Saturday, 30 May 2009

Existential Vaccum Revisited

One of my favourite books of all time is Viktor Frankl's Man's Search for Meaning. Dr. Frankl, who founded the clinical psychological technique called logotherapy, was a resident at the Nazi-German's concentration camps during World War II. In the first part of the book, Dr. Frankl wrote about his observation of how some of his fellow inmates were able to withstand all the sufferrings while some others quite simply gave up, refused to try, and eventually die. Those who survived, according to Dr. Frankl, had one thing in common - they all had reasons to live and those reasons kept them alive no matter what.

In the second part of his book, Dr. Frankl explains what he believes to be a modern phenomenon - the existential vacuum. Dr. Frankl believes the reason why many people today are stressful and depressed is because they do not have a reason to live. Today, there are many who live their lives based on hedonistic principles where everyday is just like any other day to maximise pleasure and minimise stress. Not much thought is given on how one may contribute to more profound goals in live, and on how to carry one's responsiblities beyond the essential and necessary.

We are servants of God, children of our parents, parents to our children, members of our organisations etc. All these ought to give us many reasons to live to fill-up the existential vacuum which Dr. Frankl had explained.

Perhaps Dr. Frankl wasn't quite right to say that there is a vacuum. The reasons to live are there and they are part of our existence regardless of whether we know and understand them. Perhaps the real challenge is to be conscious of and internalise the right reasons to live. When a fanatical football fan kills himself when the team he supports loses a championship game, his problem is not that he does not have a reason to live. His problem was having the wrong reason for his existence.

My life today revolves almost entirely around my family. My children especially, are my reasons to live and persevere come whatever may. But sometimes I do wonder, is that a good enough reason to define my existence?

Saturday, 23 May 2009

Floored By Mosquito

Last year, more than 40,000 dengue cases were reported in Malaysia with more than 100 dengue-related deaths. Worldwide, the total number of cases last year was estimated at more than 50 million cases. That was last year. This year, I am officially part of the statistics.

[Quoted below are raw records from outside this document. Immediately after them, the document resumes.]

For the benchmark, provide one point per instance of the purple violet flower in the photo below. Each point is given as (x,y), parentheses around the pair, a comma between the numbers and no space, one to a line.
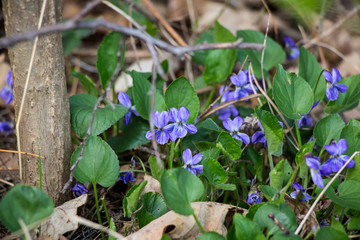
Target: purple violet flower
(254,198)
(314,163)
(300,193)
(180,128)
(333,85)
(163,133)
(337,159)
(6,127)
(292,51)
(125,100)
(126,177)
(233,126)
(242,83)
(79,189)
(7,91)
(191,162)
(230,110)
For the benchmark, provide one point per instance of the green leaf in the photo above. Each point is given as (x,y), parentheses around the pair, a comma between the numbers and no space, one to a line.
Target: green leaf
(327,129)
(179,188)
(222,34)
(244,228)
(348,99)
(131,199)
(273,55)
(88,83)
(99,163)
(107,57)
(348,194)
(219,65)
(28,203)
(153,206)
(330,233)
(351,133)
(156,170)
(309,70)
(132,136)
(180,93)
(273,131)
(229,146)
(142,99)
(210,236)
(81,110)
(292,94)
(282,212)
(216,174)
(209,124)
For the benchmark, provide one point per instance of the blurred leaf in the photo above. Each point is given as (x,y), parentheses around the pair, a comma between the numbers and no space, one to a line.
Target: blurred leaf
(292,94)
(88,83)
(180,93)
(132,136)
(309,70)
(107,57)
(81,110)
(99,164)
(349,98)
(27,203)
(131,199)
(327,129)
(179,188)
(141,96)
(274,54)
(153,207)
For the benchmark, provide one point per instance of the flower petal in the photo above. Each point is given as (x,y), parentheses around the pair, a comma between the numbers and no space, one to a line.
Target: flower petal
(187,157)
(124,99)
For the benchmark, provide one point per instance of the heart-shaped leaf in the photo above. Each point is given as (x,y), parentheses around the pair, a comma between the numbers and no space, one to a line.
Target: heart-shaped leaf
(81,109)
(99,164)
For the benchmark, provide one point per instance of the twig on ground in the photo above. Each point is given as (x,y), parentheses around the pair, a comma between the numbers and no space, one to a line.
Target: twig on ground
(323,192)
(88,132)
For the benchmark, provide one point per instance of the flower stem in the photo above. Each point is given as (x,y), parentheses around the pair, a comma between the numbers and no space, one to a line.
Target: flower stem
(97,208)
(298,134)
(198,223)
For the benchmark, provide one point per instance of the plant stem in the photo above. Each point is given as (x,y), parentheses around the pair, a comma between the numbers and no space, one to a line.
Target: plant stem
(97,208)
(105,209)
(198,223)
(298,134)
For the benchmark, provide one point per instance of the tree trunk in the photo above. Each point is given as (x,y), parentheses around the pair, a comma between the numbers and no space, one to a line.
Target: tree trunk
(45,121)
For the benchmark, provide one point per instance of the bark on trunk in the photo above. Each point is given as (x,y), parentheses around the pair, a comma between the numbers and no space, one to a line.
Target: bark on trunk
(45,121)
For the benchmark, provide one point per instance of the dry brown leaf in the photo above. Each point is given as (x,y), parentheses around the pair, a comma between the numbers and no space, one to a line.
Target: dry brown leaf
(62,220)
(212,216)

I had high fever exactly two weeks ago. At first, we thought it was just a normal fever, so I consumed the usual – panadols and antibiotics. When the fever did not subside after more than three days, I was asked to take a blood test. The result confirmed I had dengue fever.

Having dengue fever doesn't cause you much pain. But it sure does make you feel extremely uncomfortable. Your body becomes weak, your joints ache and you have no appetite to eat. Alhamdulillah (Praise to Allah), I didn’t have to endure it for long. I was hospitalised for five days, constantly given sodium chloride to boost my platelet level until my whole body was bloated with liquid; and now finally feel strong enough to resume normal daily activities.

What have I learned from this experience? Well, I learned first-hand how a tiny insect can floor an adult human being. And it added more to what I was made to realise since a few years back that you can only stretch your body so much. Once it breaks, you’ll be made to rue the times you wasted your health on.